I stumbled across something quietly wonderful this afternoon.
Chewing over a new Monster Master Über To Do list after a hefty-ish week of mopping up various ends of jobs to go to print, I was scrolling around for some pleasant background entertainment when I found a little delight. Which induced a most unexpected little reverie.
In the smokey, dyed-diesel-plume wake of the news that the last British bastion of daring-do, splay-bursting, delta-nining chapdom has admitted a filly into its ranks, the BBC had placed some intriguing links on its homepage.
One was an interview with Flight Lieutenant Kirsty Moore, the first female pilot to join the Red Arrows Ruddy Marvelous Aerobatic Display Team – a typically British forces kind of thoroughly nice lass who seemed at a loss to explain why none of the splendid female piloting talent of the RAF has donned the Reds’ flight suit and caught the keys to one of their little Hawks before.
The other was… a complete episode of Go with Noakes from 1976. The one where he flew with the Arrows for himself.
Clicking the Play icon, I didn’t quite know what to expect, after 35 years. But as the ledge John himself strolled into shot with trusty hairy TV partner Shep, in glorious 70s Filmgrainovision – doing that double act they always did of one of them spouting even, Yorkshire train-of-thought rambling while the other looked disinterested – I felt a lump rise in my throat.
That was my childhood. My safe, hopeful, much-loved childhood. And how I got away with enjoying it as such for the whole time, I’ve never worked out.
But John Noakes’ safe, clear tones – friendly but tinged with just enough adult authority, mixed perfectly with the constant possibility of a dry, silly quip – were a huge comfort to a generation of us exploring the world around us from the safety of gently irradiating new colour televisions.
I learnt more about the Red Arrows from this gloriously be-side-burned, be-sensible-haircutted 30 minutes than I remember from any other time. Why, I didn’t realise it was so easy. They’re making it up on a stick and a wink way more than you’d think up there. John even did it. Which means I now really want to do it.
“Here” said his pilot, “take the stick. Forget the rudders, they’re just there to rest your feet on. Now, put it hard over… Whoop! Heh-heh. There. You just did a roll. Easy eh?”
Hell, yeah.
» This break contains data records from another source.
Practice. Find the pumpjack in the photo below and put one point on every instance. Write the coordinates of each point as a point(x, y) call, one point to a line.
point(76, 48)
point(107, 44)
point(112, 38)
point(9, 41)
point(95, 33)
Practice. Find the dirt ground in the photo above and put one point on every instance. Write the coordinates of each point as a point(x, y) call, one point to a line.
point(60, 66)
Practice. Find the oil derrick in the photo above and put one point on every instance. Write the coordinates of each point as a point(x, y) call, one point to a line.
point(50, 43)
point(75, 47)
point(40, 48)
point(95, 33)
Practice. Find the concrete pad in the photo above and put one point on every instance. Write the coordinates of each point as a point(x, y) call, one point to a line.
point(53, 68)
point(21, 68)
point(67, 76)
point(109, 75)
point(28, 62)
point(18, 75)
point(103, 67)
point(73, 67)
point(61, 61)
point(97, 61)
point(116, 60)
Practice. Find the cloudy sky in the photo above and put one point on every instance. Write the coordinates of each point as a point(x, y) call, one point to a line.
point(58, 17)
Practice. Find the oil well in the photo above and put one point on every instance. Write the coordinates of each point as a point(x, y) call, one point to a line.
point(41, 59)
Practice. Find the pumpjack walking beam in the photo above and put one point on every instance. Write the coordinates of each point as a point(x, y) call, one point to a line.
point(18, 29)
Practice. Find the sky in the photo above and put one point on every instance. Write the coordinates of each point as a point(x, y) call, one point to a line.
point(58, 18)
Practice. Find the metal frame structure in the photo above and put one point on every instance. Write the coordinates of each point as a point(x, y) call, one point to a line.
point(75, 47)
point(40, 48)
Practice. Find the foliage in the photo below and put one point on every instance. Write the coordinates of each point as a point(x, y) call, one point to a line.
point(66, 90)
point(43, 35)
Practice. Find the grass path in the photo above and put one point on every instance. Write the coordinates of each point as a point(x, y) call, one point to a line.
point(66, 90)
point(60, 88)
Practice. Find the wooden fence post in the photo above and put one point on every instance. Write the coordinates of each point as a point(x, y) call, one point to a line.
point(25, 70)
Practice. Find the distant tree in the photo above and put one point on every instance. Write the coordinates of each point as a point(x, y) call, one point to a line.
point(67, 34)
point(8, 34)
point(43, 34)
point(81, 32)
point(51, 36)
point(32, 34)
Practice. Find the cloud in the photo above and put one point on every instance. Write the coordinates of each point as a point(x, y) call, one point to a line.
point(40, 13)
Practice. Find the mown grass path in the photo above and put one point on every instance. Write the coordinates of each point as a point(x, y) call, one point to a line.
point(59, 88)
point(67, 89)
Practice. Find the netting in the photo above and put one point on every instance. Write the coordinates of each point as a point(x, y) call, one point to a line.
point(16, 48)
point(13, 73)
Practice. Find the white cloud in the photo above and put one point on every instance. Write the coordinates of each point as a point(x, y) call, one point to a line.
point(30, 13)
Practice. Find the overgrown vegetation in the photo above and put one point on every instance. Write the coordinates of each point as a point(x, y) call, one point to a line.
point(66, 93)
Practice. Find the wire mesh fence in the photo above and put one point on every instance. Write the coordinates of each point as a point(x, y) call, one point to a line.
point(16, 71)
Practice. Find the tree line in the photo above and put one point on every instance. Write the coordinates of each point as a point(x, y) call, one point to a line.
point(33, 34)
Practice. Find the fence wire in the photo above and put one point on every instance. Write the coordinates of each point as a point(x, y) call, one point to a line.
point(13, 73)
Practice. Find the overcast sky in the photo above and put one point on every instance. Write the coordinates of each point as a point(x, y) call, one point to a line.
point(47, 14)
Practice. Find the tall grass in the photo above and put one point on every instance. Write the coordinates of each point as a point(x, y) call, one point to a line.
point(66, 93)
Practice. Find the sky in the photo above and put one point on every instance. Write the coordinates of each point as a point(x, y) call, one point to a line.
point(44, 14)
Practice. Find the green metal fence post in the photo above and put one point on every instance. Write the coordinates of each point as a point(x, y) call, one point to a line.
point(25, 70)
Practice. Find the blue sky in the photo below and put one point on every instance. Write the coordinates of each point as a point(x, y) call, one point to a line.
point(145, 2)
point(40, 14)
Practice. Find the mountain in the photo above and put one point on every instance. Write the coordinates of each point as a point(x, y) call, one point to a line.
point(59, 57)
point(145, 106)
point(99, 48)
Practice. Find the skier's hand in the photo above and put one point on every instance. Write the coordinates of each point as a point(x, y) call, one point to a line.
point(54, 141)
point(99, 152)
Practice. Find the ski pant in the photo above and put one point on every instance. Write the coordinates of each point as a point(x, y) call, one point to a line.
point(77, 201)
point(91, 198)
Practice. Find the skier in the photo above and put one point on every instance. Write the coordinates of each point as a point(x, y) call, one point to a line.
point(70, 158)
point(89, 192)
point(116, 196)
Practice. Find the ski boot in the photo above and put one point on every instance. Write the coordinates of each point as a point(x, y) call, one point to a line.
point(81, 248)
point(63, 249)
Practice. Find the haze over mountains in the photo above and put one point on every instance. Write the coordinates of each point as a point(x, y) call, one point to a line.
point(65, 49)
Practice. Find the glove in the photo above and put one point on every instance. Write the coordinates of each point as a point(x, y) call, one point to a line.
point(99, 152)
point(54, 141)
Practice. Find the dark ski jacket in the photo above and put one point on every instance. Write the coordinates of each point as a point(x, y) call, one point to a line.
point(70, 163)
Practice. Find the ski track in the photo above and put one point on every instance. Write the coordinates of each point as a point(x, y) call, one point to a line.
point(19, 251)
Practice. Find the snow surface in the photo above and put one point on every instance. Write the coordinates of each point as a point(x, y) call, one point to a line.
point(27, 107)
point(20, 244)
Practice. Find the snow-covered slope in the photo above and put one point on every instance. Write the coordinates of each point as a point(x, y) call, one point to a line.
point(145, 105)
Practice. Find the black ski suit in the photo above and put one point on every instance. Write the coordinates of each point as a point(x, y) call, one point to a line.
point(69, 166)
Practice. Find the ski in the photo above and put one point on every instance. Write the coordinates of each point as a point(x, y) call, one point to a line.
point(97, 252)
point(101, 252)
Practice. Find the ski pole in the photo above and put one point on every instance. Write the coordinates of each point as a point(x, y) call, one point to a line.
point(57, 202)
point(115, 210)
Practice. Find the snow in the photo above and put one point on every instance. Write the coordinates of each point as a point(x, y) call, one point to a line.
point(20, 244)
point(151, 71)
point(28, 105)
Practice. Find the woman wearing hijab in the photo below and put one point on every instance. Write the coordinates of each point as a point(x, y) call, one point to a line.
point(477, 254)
Letme-letme!
As he then watched the jolly fine chaps open their season with a display over Whitby bay, I thought of all those childhood memories of standing on similar cliffs at Bournemouth, waiting for the nine red darts flash overhead from behind us in a suddent screech at precisely On Time O’clock.
And as I saw a little 70s chap sitting in his Dad’s arm, in little shorts and a little home-knitted jumper, I couldn’t help picturing a very similar little chap of a very similar age, in a very similar little outfit sitting expectantly in the crook of his own daddy’s arm, some 300 miles south, that same afternoon probably. And I felt an echo of the same comforting thrill of formative times.
It was wonderful.
This was the same daddy, incidentally, who would, upon hearing the Black Dyke Mills Band strike up with the gloriously whimsical theme tune, always say: “Ah there are the Black Mills Dyke Band again.” Every time.
Then I remembered when Go with Noakes secretly filmed at my school, just a year or two later. And I kind of wished the BBC would post up that episode, to see if I recognised any of the big-haired, be-flared youngsters from the year above me at St Katherine’s CE Primary, who got to go do the adventure exercise circuit up on Hengistbury Head with television’s nicest, pre-Ant & Dec double act.
I may e-mail them and ask for the whole bally series to go up.
Mean time, check this out for yourself. It’ll get you high on the funny reality of your childhood. Because it wasn’t just a pre-digital age daydream. You were there.